To return then to the Frankfurt School, and its anti-Spinozism, it is worth noting that in his inaugural address at the Institute for Social Research Max Horkheimer spells out the general problem of the institute for social research as follows: 

Not just within social philosophy in the narrower sense, but in sociology as well as in general philosophy, discussions concerning society have slowly but ever more clearly crystallized around one question which is not just of current relevance, but which is indeed the contemporary version of the oldest and most important set of philosophical problems: namely, the question of the connection between the economic life of society, the psychical development of individuals, and the changes in the realm of culture in the narrower sense (to which belong not only the so-called intellectual elements, such as science, art, and religion, but also law, customs, fashion, public opinion, sports, leisure activities, lifestyle, etc.)...

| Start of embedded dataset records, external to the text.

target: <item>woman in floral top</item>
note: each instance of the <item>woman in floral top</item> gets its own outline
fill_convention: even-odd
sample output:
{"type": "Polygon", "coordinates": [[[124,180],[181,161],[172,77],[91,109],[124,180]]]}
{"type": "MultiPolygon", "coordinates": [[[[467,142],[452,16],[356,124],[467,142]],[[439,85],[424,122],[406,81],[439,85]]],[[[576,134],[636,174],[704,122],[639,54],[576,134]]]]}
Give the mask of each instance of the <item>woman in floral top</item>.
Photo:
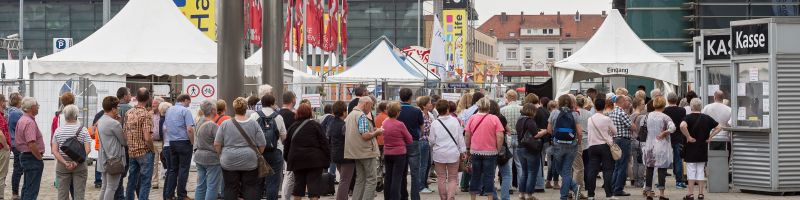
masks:
{"type": "Polygon", "coordinates": [[[431,166],[433,162],[431,161],[431,146],[428,143],[428,136],[431,135],[431,122],[435,118],[431,111],[433,110],[433,103],[431,103],[431,98],[428,96],[421,96],[417,98],[417,107],[422,111],[422,118],[424,123],[422,124],[422,134],[420,135],[420,143],[419,154],[420,154],[420,174],[422,180],[422,190],[421,193],[433,193],[430,189],[428,189],[428,176],[427,174],[431,170],[431,166]]]}

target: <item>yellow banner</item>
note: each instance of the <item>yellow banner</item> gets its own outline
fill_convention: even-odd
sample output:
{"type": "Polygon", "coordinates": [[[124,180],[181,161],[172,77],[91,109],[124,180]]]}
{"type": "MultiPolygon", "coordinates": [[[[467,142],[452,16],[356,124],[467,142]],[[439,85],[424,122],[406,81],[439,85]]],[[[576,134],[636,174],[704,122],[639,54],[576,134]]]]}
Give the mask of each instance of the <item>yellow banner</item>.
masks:
{"type": "Polygon", "coordinates": [[[443,10],[442,13],[447,61],[456,69],[464,68],[467,58],[467,11],[443,10]]]}
{"type": "Polygon", "coordinates": [[[174,0],[183,15],[211,40],[217,41],[215,6],[217,0],[174,0]]]}

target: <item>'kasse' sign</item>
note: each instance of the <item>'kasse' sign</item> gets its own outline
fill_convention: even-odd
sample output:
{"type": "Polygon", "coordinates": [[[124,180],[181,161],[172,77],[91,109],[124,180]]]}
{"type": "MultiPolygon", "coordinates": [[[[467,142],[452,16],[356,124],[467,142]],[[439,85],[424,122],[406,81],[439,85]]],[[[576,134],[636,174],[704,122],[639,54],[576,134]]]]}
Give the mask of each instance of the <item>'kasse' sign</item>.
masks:
{"type": "Polygon", "coordinates": [[[717,60],[731,58],[730,35],[703,36],[703,60],[717,60]]]}
{"type": "Polygon", "coordinates": [[[769,24],[732,26],[731,36],[735,55],[769,52],[769,24]]]}

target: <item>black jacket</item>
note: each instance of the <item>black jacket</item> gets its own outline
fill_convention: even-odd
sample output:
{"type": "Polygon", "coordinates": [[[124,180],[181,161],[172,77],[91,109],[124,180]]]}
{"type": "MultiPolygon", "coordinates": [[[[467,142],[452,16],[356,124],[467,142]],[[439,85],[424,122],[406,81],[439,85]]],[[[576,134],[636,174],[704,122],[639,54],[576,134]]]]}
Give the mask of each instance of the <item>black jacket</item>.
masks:
{"type": "Polygon", "coordinates": [[[286,170],[295,171],[313,168],[326,168],[330,165],[331,151],[322,126],[315,120],[308,121],[300,131],[294,132],[303,121],[296,121],[289,128],[284,141],[283,157],[286,170]]]}
{"type": "Polygon", "coordinates": [[[334,163],[353,163],[353,160],[344,159],[344,120],[334,117],[328,124],[326,133],[330,138],[332,161],[334,163]]]}

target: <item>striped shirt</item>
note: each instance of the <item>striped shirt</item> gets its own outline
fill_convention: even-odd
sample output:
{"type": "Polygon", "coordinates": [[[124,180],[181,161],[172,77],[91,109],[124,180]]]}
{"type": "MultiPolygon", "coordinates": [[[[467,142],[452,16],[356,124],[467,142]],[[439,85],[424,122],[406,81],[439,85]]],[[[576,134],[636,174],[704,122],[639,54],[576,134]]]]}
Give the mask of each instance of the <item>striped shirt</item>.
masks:
{"type": "Polygon", "coordinates": [[[122,128],[125,132],[125,138],[128,140],[128,156],[131,158],[138,158],[150,151],[150,145],[144,140],[144,135],[153,134],[153,115],[144,107],[136,106],[125,114],[125,126],[122,128]]]}
{"type": "MultiPolygon", "coordinates": [[[[65,122],[56,129],[56,132],[53,135],[53,141],[51,143],[57,144],[58,147],[64,146],[64,142],[75,137],[76,133],[78,133],[78,140],[83,142],[84,145],[86,143],[90,143],[92,140],[89,137],[89,130],[87,130],[86,127],[82,127],[80,123],[67,124],[65,122]],[[78,133],[78,128],[81,129],[80,133],[78,133]]],[[[59,153],[61,153],[61,157],[63,157],[64,160],[72,160],[69,156],[67,156],[67,154],[64,153],[64,151],[59,151],[59,153]]]]}
{"type": "Polygon", "coordinates": [[[617,135],[614,135],[614,137],[625,139],[633,138],[633,135],[631,135],[631,118],[628,117],[628,114],[626,114],[622,108],[614,107],[614,111],[612,111],[608,117],[611,118],[611,121],[614,122],[614,126],[617,127],[617,135]]]}

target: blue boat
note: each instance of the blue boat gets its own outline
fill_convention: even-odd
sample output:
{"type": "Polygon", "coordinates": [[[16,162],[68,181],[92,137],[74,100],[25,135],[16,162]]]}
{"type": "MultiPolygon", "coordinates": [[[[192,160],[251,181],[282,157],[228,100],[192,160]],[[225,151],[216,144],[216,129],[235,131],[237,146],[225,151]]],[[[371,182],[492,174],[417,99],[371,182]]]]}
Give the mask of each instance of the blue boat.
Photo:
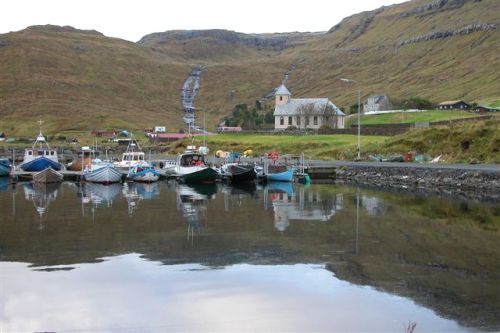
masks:
{"type": "Polygon", "coordinates": [[[33,147],[24,150],[23,163],[19,167],[28,172],[39,172],[47,168],[59,171],[62,165],[57,158],[57,151],[49,147],[42,134],[42,121],[39,124],[40,134],[38,134],[33,147]]]}
{"type": "Polygon", "coordinates": [[[8,158],[0,158],[0,176],[8,176],[10,175],[10,170],[12,169],[12,165],[8,158]]]}
{"type": "Polygon", "coordinates": [[[292,182],[293,170],[267,174],[268,182],[292,182]]]}

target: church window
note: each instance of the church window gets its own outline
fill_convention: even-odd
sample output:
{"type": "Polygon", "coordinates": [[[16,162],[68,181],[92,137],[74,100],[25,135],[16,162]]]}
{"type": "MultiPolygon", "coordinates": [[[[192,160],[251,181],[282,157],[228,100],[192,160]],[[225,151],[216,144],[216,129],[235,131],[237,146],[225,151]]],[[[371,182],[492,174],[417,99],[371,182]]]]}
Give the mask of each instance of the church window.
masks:
{"type": "Polygon", "coordinates": [[[285,118],[280,117],[280,125],[285,125],[285,118]]]}

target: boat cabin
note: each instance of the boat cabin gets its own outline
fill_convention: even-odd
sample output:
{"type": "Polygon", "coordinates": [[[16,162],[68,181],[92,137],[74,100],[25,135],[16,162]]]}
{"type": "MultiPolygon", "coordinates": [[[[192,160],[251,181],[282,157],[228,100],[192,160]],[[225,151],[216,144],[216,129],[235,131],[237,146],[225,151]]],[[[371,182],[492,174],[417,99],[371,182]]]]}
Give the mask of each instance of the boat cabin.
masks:
{"type": "Polygon", "coordinates": [[[184,154],[179,164],[182,167],[205,165],[205,156],[198,153],[184,154]]]}
{"type": "Polygon", "coordinates": [[[144,152],[133,151],[133,152],[128,152],[128,153],[123,153],[122,161],[123,162],[142,162],[142,161],[144,161],[144,152]]]}
{"type": "Polygon", "coordinates": [[[44,156],[45,158],[49,160],[53,160],[55,162],[58,162],[57,159],[57,151],[55,149],[37,149],[37,148],[29,148],[24,151],[24,161],[30,161],[34,158],[37,157],[42,157],[44,156]]]}

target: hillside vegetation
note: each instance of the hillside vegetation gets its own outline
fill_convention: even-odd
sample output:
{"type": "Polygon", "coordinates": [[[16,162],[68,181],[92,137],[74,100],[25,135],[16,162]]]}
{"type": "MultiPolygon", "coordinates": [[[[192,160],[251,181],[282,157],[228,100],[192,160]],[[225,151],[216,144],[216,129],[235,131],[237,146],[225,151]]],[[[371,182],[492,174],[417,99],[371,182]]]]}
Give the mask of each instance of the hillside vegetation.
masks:
{"type": "MultiPolygon", "coordinates": [[[[1,130],[183,127],[179,90],[204,66],[195,104],[208,127],[236,104],[270,96],[284,73],[296,97],[340,107],[385,93],[433,102],[500,99],[498,0],[413,0],[345,18],[326,33],[170,31],[138,43],[34,26],[0,35],[1,130]],[[356,84],[340,78],[356,80],[356,84]]],[[[335,22],[332,22],[332,25],[335,22]]],[[[272,106],[272,99],[267,99],[272,106]]]]}
{"type": "MultiPolygon", "coordinates": [[[[374,115],[361,115],[361,125],[378,124],[413,124],[416,122],[434,122],[442,120],[475,118],[477,114],[462,110],[429,110],[423,112],[397,112],[383,113],[374,115]]],[[[357,115],[349,116],[345,125],[356,125],[358,123],[357,115]]]]}

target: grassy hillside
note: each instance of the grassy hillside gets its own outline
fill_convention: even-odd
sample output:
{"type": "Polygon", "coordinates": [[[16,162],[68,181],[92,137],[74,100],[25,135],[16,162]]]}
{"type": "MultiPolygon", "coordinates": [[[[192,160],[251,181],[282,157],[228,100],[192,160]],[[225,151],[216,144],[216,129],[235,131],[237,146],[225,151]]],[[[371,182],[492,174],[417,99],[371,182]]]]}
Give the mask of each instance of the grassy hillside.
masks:
{"type": "MultiPolygon", "coordinates": [[[[383,113],[374,115],[361,115],[361,124],[401,124],[415,122],[433,122],[441,120],[463,119],[477,117],[477,114],[461,110],[429,110],[424,112],[398,112],[383,113]]],[[[346,126],[356,125],[357,115],[349,116],[346,119],[346,126]]]]}
{"type": "Polygon", "coordinates": [[[0,40],[7,44],[0,47],[1,130],[33,135],[39,116],[56,131],[180,126],[186,64],[70,28],[32,27],[0,40]]]}
{"type": "Polygon", "coordinates": [[[500,119],[412,130],[366,147],[364,155],[408,151],[442,155],[445,162],[500,163],[500,119]]]}
{"type": "Polygon", "coordinates": [[[285,72],[295,97],[329,97],[341,107],[355,103],[358,86],[363,98],[496,103],[498,1],[450,0],[430,9],[428,3],[363,12],[323,34],[175,31],[131,43],[37,26],[0,35],[0,130],[29,135],[36,131],[32,119],[42,115],[55,130],[166,125],[177,131],[179,90],[196,64],[204,71],[195,105],[206,110],[210,128],[235,104],[253,104],[272,91],[285,72]]]}
{"type": "MultiPolygon", "coordinates": [[[[195,139],[200,145],[202,138],[195,139]]],[[[269,151],[281,154],[300,155],[310,159],[331,160],[356,157],[355,135],[277,135],[271,137],[260,134],[220,134],[207,136],[207,145],[212,152],[216,150],[243,152],[252,149],[255,156],[269,151]]],[[[172,144],[172,153],[181,152],[188,141],[172,144]]],[[[427,154],[432,157],[442,155],[442,162],[460,163],[500,163],[500,118],[462,123],[452,126],[432,127],[411,130],[394,136],[361,136],[362,158],[369,155],[386,156],[406,152],[427,154]]]]}
{"type": "MultiPolygon", "coordinates": [[[[202,138],[198,137],[195,143],[199,145],[202,138]]],[[[280,154],[305,154],[311,159],[342,158],[343,154],[354,154],[356,151],[355,135],[260,135],[260,134],[219,134],[208,136],[207,145],[211,151],[217,150],[243,152],[252,149],[255,156],[263,156],[269,151],[278,151],[280,154]]],[[[385,137],[363,136],[361,144],[382,143],[385,137]]],[[[185,145],[186,143],[184,143],[185,145]]],[[[184,146],[183,145],[183,146],[184,146]]],[[[182,147],[183,147],[182,146],[182,147]]],[[[179,147],[182,150],[182,147],[179,147]]]]}

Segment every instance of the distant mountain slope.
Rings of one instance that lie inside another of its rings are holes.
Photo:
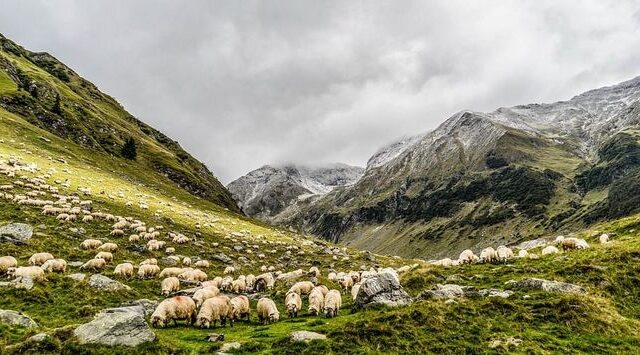
[[[569,101],[462,111],[278,222],[431,258],[628,215],[640,208],[639,98],[636,78]]]
[[[272,221],[299,199],[354,184],[364,169],[345,164],[323,167],[265,165],[229,183],[227,188],[249,216]]]
[[[141,169],[154,170],[196,196],[239,212],[211,171],[176,141],[133,117],[50,54],[25,50],[1,34],[0,107],[59,137],[115,156],[131,137],[137,142],[135,164]]]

The relation between economy, psyche, and culture return us to a fairly classical set of options of conceiving mind and body, spirit and matter. As Horkheimer states: 

It can thus be asserted that economy and Spirit are different expressions of one and the same essence; this would be bad Spinozism. Or, alternatively, one maintains that ideas or “spiritual” contents break into history and determine the action of human beings. The ideas are primary, while material life, in contrast, is secondary or derivative; world and history are rooted in Spirit. This would be an abstractly and thus badly understood Hegel. Or one believes, contrariwise, that the economy as material being is the only true reality; the psyche of human beings, personality as well as law, art, and philosophy, are to be completely derived from the economy, or mere reflections of the economy. This would be an abstractly and thus badly understood Marx.

Bento at home

Horkheimer's assertion is less a repudiation of Spinoza (not to mention Marx or Hegel) than a warning of what each becomes in one-sided or reductive version. Following "Omnis determinatio est negatio" Horkheimer's negations of the bad versions of Hegel, Spinoza, and Marx sets the task of what a materialist dialectic should be, serving as a counterpoint to Althusser's articulation of this unholy trinity. It is a matter of thinking simultaneously determination and irreducibility, causal connection and difference of expression. Ideas are nothing other than their material conditions grasped differently, but the difference, the difference of their expression does make a difference. It seems to me that Spinoza offers something important in this regard, and that Spinoza's real contribution to Marxism is not his anti-teleology, his conception of ideology, or of productive power (potentia), but his way of thinking through the identity and nonidentity of things and ideas. 

* Bento is my newly adopted canine friend. He may merit his own blog post someday (perhaps a follow up to some of the early writings on dogs on this blog). For now he stands as a reminder that as much as the concept dog does not bark, the idea of a dog pales in comparison to the wagging, licking, and barking reality.